Wang Wenjing, Yu Xiang, Yang Zheng, Zhang Yu, Yang Wen, Xu Yingjie, Xu Wei
Department of Neurology and Institute of Neurology, Ruijin Hospital, Shanghai Jiao Tong University School of Medicine, Shanghai, China.
Department of Biochemistry and Molecular Cell Biology, Shanghai Key Laboratory for Tumor Microenvironment and Inflammation, Shanghai Jiao Tong University School of Medicine, Shanghai, China.
Diabetes. 2025 Aug 1;74(8):1427-1440. doi: 10.2337/db24-0989.
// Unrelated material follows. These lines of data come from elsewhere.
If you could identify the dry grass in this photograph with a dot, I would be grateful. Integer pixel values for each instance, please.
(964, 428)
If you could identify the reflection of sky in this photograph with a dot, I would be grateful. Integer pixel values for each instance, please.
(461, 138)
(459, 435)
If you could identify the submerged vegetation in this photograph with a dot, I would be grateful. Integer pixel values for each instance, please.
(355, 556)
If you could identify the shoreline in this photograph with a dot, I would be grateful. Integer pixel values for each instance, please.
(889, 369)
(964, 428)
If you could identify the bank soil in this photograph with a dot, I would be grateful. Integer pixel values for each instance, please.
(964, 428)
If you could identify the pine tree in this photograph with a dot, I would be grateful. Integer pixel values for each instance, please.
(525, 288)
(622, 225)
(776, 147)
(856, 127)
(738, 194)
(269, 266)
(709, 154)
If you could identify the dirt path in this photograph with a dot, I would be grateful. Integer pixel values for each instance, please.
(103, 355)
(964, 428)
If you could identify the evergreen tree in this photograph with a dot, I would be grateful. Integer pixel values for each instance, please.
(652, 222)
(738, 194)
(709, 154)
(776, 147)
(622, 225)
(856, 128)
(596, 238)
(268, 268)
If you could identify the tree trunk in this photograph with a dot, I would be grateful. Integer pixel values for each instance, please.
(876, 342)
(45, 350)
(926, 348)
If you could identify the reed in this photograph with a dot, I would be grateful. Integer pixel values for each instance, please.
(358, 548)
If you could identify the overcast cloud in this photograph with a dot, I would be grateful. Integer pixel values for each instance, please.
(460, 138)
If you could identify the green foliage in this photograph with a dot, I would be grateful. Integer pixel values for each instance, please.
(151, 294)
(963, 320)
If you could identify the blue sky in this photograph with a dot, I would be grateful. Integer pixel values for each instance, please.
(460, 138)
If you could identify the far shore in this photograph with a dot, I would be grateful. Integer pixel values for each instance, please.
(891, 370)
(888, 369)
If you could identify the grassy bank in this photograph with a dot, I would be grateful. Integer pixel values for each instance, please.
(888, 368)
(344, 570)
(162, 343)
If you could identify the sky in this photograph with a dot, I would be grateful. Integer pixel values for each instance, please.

Diabetic peripheral neuropathy (DPN) poses significant clinical challenges due to progressive nerve degeneration and vascular insufficiency. To address both neural and vascular complications simultaneously, we employed an mRNA-based protein replacement therapy. In this study, leveraging mRNA template design, structure-based screening identified NGFR100W as a variant dissociating neuroprotective and nociceptive functions, demonstrating enhanced neuritogenic activity without pain sensitization. Additionally, transcriptome analysis of NGF mutants versus wild type further reveals the potential mechanism by which NGFR100W uncouples neuroprotective and nociceptive pathways. We cotransfected chemically modified NGFR100W mRNA and vascular endothelial growth factor A (VEGFA) mRNA, and the conditioned media collected from this transfection promoted endothelial cell migration, tubulogenesis, and neurite outgrowth. In a diabetic mouse model, combination therapy with lipid nanoparticle codelivery of NGFR100W and VEGFA mRNA significantly improved blood flow in the plantar region and mitigated nerve function decline compared with monotherapy. Histological analysis showed increased microvessel formation and higher intraepidermal nerve fiber density in treated mice. Our findings highlight the therapeutic potential of NGFR100W and VEGFA mRNA coadministration for DPN, suggesting that protein supplementation via mRNA could offer a novel strategy for clinical intervention in some chronic medical conditions.
We aimed to develop a dual-targeted mRNA-based therapy to address both neural degeneration and vascular insufficiency in diabetic peripheral neuropathy. We identified NGFR100W as a mutation that enhances neuritogenic activity without pain sensitization and investigated its transcriptome to explore its ability to uncouple neuroprotective and nociceptive pathways. Combination therapy using lipid nanoparticles for codelivery of NGFR100W and VEGFA mRNA improved blood flow, increased microvessel formation, and preserved nerve function in a diabetic mouse model. This approach, which combines structure-based design and mRNA therapy, offers a novel strategy for decoupling protein functions and developing therapeutic molecules with specific functionalities.
糖尿病性周围神经病变(DPN)由于进行性神经退变和血管功能不全而带来了重大的临床挑战。为了同时解决神经和血管并发症,我们采用了基于信使核糖核酸(mRNA)的蛋白质替代疗法。在本研究中,利用mRNA模板设计,基于结构的筛选确定神经生长因子受体100W(NGFR100W)为一种可分离神经保护和伤害感受功能的变体,显示出增强的神经突生长活性且无疼痛敏化现象。此外,对神经生长因子(NGF)突变体与野生型的转录组分析进一步揭示了NGFR100W分离神经保护和伤害感受途径的潜在机制。我们共转染了化学修饰的NGFR100W mRNA和血管内皮生长因子A(VEGFA)mRNA,并且从该转染收集的条件培养基促进了内皮细胞迁移、管状结构形成和神经突生长。在糖尿病小鼠模型中,与单一疗法相比,用脂质纳米颗粒共递送NGFR100W和VEGFA mRNA的联合疗法显著改善了足底区域的血流并减轻了神经功能衰退。组织学分析显示,治疗小鼠的微血管形成增加且表皮内神经纤维密度更高。我们的研究结果突出了NGFR100W和VEGFA mRNA联合给药对DPN的治疗潜力,表明通过mRNA进行蛋白质补充可为某些慢性疾病的临床干预提供一种新策略。
我们旨在开发一种基于mRNA的双靶点疗法,以解决糖尿病性周围神经病变中的神经退变和血管功能不全问题。我们确定NGFR100W为一种在无疼痛敏化情况下增强神经突生长活性的突变,并研究了其转录组以探索其分离神经保护和伤害感受途径的能力。在糖尿病小鼠模型中,使用脂质纳米颗粒共递送NGFR100W和VEGFA mRNA的联合疗法改善了血流、增加了微血管形成并保留了神经功能。这种结合基于结构的设计和mRNA疗法的方法为分离蛋白质功能和开发具有特定功能的治疗分子提供了一种新策略。